L’ingérence étrangère russe affecte également les pays différemment, a déclaré Kalensky.
Kalensky a déclaré que l’impact pourrait être moindre dans les pays baltes, en Pologne et dans les pays nordiques, car ils ont tous une « expérience historique » des campagnes d’influence russes et une forte confiance fondamentale dans les institutions publiques et les médias traditionnels.
Changer les tactiques de renseignement
Le SEAE est l’organisme européen qui coordonne la réponse aux ingérences étrangères du Kremlin avec l’OTAN et les États membres.
En 2015, le SEAE a créé un groupe de travail East StratCom chargé de dénoncer les attaques contre l’UE en « sensibilisant » à la désinformation pro-Kremlin.
Un élément clé du groupe de travail est la base de données EUvsDisinfo : une compilation de plus de 16 500 cas d’ingérence étrangère russe ou de campagnes de désinformation.

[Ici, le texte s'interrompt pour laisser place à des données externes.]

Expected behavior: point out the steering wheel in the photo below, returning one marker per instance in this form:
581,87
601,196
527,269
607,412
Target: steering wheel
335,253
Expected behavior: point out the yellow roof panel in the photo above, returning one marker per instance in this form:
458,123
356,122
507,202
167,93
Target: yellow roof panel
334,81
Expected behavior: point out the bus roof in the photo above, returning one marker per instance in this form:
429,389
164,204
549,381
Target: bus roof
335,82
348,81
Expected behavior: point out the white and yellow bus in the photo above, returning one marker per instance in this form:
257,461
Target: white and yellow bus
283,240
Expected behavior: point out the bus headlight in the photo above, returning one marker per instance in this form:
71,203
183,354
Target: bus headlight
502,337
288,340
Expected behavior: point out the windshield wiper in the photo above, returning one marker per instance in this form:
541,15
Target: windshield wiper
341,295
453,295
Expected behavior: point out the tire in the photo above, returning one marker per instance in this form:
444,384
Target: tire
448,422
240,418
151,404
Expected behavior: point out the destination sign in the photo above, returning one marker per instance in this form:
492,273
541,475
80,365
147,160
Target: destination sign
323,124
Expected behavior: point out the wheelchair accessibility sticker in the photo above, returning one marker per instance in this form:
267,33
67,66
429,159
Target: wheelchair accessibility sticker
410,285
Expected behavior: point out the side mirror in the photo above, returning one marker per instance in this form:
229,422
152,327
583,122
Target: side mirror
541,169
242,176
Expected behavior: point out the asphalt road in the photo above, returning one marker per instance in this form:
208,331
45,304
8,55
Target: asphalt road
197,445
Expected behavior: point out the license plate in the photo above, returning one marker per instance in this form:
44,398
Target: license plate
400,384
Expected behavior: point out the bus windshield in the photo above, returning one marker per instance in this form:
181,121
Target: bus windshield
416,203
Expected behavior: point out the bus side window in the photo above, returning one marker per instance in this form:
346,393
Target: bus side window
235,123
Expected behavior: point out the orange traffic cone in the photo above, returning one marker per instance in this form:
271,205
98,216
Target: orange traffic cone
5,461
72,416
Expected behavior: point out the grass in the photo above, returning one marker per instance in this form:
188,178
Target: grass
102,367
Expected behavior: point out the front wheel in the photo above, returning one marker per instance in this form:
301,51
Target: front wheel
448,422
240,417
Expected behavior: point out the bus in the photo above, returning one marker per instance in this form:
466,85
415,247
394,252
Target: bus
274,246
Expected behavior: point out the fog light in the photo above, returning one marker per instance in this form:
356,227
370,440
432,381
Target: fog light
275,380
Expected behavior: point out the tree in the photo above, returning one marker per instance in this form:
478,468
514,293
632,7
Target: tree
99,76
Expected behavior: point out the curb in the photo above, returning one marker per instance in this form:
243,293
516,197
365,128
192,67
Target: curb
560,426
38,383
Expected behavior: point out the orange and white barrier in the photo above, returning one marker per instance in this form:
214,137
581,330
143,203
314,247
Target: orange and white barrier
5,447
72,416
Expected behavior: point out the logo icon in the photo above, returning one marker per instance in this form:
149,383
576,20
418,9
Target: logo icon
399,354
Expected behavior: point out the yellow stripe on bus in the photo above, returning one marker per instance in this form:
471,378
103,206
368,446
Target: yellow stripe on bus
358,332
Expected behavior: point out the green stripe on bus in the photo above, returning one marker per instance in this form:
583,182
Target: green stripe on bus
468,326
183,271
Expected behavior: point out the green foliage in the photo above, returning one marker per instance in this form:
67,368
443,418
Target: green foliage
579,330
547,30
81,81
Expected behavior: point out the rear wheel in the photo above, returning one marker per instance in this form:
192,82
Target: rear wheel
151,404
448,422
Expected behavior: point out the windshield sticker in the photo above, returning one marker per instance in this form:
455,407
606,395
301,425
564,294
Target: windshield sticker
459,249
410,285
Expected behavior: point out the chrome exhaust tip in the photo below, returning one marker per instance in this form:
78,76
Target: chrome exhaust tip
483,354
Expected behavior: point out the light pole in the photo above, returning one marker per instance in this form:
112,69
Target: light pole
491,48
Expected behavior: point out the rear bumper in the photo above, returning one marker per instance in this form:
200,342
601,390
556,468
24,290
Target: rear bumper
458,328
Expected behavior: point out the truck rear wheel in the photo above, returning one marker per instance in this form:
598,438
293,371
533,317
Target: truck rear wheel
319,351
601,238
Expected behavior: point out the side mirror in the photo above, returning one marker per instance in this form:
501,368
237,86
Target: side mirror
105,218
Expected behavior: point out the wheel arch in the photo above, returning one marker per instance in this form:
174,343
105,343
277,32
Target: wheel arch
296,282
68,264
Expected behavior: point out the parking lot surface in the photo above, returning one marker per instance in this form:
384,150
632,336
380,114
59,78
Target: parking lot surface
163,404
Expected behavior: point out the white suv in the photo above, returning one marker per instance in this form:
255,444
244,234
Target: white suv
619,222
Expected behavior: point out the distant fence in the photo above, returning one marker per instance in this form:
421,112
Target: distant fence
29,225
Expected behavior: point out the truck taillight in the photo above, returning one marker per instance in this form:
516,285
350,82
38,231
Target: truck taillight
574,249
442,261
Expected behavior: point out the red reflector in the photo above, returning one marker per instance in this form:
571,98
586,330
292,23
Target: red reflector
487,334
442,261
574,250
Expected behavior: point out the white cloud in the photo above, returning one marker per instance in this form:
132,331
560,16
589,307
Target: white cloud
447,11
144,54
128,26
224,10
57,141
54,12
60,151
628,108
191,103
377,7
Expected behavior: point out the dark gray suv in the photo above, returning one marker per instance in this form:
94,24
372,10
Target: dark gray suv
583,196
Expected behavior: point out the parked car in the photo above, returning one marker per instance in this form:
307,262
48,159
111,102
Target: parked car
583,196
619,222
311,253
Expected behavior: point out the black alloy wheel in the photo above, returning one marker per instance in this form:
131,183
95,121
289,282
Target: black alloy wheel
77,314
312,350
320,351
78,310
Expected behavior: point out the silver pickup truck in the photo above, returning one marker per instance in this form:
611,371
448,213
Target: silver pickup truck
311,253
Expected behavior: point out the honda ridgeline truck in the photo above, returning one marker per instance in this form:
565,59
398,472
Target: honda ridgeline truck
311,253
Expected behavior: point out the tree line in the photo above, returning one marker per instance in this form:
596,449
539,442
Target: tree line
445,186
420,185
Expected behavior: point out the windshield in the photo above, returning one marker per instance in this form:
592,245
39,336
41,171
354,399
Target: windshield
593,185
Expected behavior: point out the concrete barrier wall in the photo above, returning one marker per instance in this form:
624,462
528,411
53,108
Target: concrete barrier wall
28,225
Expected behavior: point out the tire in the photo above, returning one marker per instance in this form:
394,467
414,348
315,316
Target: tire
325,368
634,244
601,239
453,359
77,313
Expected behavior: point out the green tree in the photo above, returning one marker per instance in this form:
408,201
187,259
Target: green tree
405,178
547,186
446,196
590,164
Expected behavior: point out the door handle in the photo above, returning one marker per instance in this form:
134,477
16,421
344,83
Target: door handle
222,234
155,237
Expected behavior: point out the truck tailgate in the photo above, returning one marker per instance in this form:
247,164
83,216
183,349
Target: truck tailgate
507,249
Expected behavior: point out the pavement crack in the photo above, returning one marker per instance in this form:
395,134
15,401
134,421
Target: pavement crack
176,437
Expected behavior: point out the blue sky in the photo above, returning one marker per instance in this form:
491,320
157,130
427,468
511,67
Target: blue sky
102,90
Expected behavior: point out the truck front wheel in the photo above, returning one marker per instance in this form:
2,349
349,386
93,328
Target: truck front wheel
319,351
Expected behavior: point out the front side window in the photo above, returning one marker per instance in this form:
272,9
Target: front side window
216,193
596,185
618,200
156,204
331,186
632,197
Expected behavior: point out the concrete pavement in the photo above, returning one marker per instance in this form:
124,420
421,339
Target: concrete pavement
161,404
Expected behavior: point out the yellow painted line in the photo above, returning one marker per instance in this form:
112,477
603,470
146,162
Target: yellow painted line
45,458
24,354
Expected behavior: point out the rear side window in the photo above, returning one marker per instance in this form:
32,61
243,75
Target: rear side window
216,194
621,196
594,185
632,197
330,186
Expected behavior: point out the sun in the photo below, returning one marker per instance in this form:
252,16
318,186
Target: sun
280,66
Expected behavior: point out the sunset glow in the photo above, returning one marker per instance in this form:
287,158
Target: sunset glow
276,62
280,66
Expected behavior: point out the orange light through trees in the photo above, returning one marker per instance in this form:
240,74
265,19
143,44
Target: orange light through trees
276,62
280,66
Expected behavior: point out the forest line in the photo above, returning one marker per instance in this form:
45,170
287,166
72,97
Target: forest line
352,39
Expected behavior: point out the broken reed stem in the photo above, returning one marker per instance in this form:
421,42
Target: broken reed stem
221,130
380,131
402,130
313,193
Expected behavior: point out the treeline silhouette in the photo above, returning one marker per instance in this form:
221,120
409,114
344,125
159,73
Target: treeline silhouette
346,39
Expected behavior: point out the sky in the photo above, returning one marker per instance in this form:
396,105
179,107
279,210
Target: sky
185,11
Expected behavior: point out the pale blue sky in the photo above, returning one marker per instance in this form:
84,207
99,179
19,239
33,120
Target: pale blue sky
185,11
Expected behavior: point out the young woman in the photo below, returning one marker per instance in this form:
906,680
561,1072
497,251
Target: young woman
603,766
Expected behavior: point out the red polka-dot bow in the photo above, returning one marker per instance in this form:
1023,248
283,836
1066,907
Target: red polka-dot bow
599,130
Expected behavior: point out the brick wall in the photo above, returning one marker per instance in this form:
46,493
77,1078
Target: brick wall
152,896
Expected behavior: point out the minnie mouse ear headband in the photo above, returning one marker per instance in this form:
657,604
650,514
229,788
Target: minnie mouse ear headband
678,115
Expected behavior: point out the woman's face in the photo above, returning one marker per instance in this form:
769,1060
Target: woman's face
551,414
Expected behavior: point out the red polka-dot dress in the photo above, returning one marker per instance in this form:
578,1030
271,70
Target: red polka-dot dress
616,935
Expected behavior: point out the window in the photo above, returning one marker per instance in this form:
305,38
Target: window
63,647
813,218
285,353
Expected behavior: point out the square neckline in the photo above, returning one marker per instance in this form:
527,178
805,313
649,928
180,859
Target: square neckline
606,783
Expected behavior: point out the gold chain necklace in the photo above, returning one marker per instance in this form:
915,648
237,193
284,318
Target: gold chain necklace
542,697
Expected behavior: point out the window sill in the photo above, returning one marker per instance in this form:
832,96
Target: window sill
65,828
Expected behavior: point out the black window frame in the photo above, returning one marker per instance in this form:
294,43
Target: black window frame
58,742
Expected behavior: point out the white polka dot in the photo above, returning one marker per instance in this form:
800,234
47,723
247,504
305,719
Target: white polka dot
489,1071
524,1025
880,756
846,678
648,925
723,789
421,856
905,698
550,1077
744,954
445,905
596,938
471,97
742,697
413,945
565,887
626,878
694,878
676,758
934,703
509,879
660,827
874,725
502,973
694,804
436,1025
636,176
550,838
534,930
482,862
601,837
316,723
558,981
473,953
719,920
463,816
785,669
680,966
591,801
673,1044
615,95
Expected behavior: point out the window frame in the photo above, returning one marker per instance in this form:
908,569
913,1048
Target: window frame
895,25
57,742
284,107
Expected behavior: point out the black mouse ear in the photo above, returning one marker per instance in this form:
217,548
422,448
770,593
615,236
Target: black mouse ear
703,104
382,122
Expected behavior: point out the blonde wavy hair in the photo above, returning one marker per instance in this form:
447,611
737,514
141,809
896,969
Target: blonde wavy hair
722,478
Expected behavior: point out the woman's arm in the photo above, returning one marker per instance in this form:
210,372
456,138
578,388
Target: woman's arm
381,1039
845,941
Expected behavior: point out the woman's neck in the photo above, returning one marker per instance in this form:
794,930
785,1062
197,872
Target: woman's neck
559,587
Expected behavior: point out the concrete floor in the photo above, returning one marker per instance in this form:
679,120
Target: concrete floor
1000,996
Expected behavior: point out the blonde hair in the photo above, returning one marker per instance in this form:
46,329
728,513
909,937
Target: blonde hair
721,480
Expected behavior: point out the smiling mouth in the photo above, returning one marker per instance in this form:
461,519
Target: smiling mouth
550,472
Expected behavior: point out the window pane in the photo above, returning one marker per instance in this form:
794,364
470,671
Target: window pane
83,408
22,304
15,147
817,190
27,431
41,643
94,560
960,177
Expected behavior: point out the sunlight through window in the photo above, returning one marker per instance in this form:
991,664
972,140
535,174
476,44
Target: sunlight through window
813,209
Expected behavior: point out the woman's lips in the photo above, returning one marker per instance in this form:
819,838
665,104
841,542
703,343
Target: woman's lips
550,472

Le SEAE travaille également avec un système d’alerte rapide (RAS) qui permet aux institutions de l’UE et aux États membres de coordonner et de partager des informations sur l’ingérence étrangère et la désinformation.
Mais le rapport de janvier du SEAE sur les menaces d’ingérence étrangère indique que l’activité « s’intensifiera progressivement » à mesure que le jour du scrutin se rapproche.
Stano, du SEAE, a déclaré que la plus grande bataille se déroulerait sur le terrain dans les États membres de l’UE, où se déroulent la plupart des activités pro-Kremlin : dans la langue locale, en faisant référence au débat politique local et avec des mandataires locaux.
« L’ampleur du défi est si grande qu’il n’y aura jamais assez de travail pour le relever… mais nous unissons nos forces et intensifions nos efforts pour nous protéger ».
Il existe également certaines techniques que les chefs d’État peuvent utiliser.
Shea, des Amis de l’Europe, a déclaré que les chefs de gouvernement étaient désormais disposés à divulguer dans le discours public des informations qui resteraient normalement classifiées.
Il a souligné l’exemple donné par les responsables français en annonçant au public qu’ils avaient fermé un faux site Internet russe qui encourageait environ 200 000 ressortissants à s’enrôler dans la guerre en Ukraine.
C’est une technique que Kalensky décrit comme consistant à « dénoncer et faire honte » aux Russes.
Il pense que cette stratégie, si elle est utilisée correctement, peut convaincre les Russes que leur ingérence a moins d’effet qu’ils ne l’espéraient.